FAIR Geovisualizations: Definitions, Challenges, and the Road Ahead
Auriol Degbelo

TL;DR
This paper discusses the importance and challenges of making geovisualizations on the web FAIR—Findable, Accessible, Interoperable, and Reusable—by exploring definitions, approaches, and open research questions from multiple perspectives.
Contribution
It introduces a framework for FAIR geovisualizations and highlights key open research questions to advance the field.
Findings
Proposes a comprehensive framework for FAIR geovisualizations
Identifies key challenges and open questions in making geovisualizations FAIR
Highlights the perspectives of computer, analyst, and developer in FAIR geovisualizations
Abstract
The availability of open data and of tools to create visualizations on top of these open datasets have led to an ever-growing amount of geovisualizations on the Web.
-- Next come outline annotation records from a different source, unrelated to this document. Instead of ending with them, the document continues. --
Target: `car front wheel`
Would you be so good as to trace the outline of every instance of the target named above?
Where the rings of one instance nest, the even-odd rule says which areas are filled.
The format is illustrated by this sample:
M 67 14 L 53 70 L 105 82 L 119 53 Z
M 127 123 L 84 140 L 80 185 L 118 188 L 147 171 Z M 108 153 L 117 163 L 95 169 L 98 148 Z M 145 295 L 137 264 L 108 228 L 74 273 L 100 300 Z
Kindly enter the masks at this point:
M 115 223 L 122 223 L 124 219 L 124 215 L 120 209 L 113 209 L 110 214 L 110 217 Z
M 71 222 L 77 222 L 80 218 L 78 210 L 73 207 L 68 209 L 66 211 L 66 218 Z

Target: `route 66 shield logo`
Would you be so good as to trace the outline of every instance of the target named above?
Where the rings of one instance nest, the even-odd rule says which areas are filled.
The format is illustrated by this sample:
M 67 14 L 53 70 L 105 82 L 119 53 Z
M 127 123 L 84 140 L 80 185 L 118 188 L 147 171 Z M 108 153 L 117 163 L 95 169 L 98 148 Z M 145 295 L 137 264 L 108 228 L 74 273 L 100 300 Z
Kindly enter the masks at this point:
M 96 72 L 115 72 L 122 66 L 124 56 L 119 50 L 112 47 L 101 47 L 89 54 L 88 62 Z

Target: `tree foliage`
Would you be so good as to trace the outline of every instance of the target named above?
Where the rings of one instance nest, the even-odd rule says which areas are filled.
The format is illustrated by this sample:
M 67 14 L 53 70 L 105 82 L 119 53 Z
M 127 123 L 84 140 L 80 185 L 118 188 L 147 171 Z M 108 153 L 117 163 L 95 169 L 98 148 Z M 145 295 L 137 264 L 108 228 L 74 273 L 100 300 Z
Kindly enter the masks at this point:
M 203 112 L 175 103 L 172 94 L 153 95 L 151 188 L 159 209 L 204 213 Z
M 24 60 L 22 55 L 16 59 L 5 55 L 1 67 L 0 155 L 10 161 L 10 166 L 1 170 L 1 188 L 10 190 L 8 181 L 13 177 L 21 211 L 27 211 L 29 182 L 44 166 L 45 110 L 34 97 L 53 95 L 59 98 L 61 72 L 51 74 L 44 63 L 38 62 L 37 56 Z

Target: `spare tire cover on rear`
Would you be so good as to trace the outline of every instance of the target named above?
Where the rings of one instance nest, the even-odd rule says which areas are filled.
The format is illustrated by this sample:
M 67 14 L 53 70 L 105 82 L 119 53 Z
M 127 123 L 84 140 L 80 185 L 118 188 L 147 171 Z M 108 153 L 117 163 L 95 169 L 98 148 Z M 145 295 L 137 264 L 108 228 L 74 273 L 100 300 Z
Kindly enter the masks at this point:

There is thus an increasing need for techniques to make geovisualizations FAIR - Findable, Accessible, Interoperable, and Reusable. This article explores what it would mean for a geovisualization to be FAIR, presents relevant approaches to FAIR geovisualizations and lists open research questions on the road towards FAIR geovisualizations. The discussion is done using three complementary perspectives: the computer, which stores geovisualizations digitally; the analyst, who uses them for sensemaking; and the developer, who creates them. The framework for FAIR geovisualizations proposed, and the open questions identified are relevant to researchers working on findable, accessible, interoperable, and reusable online…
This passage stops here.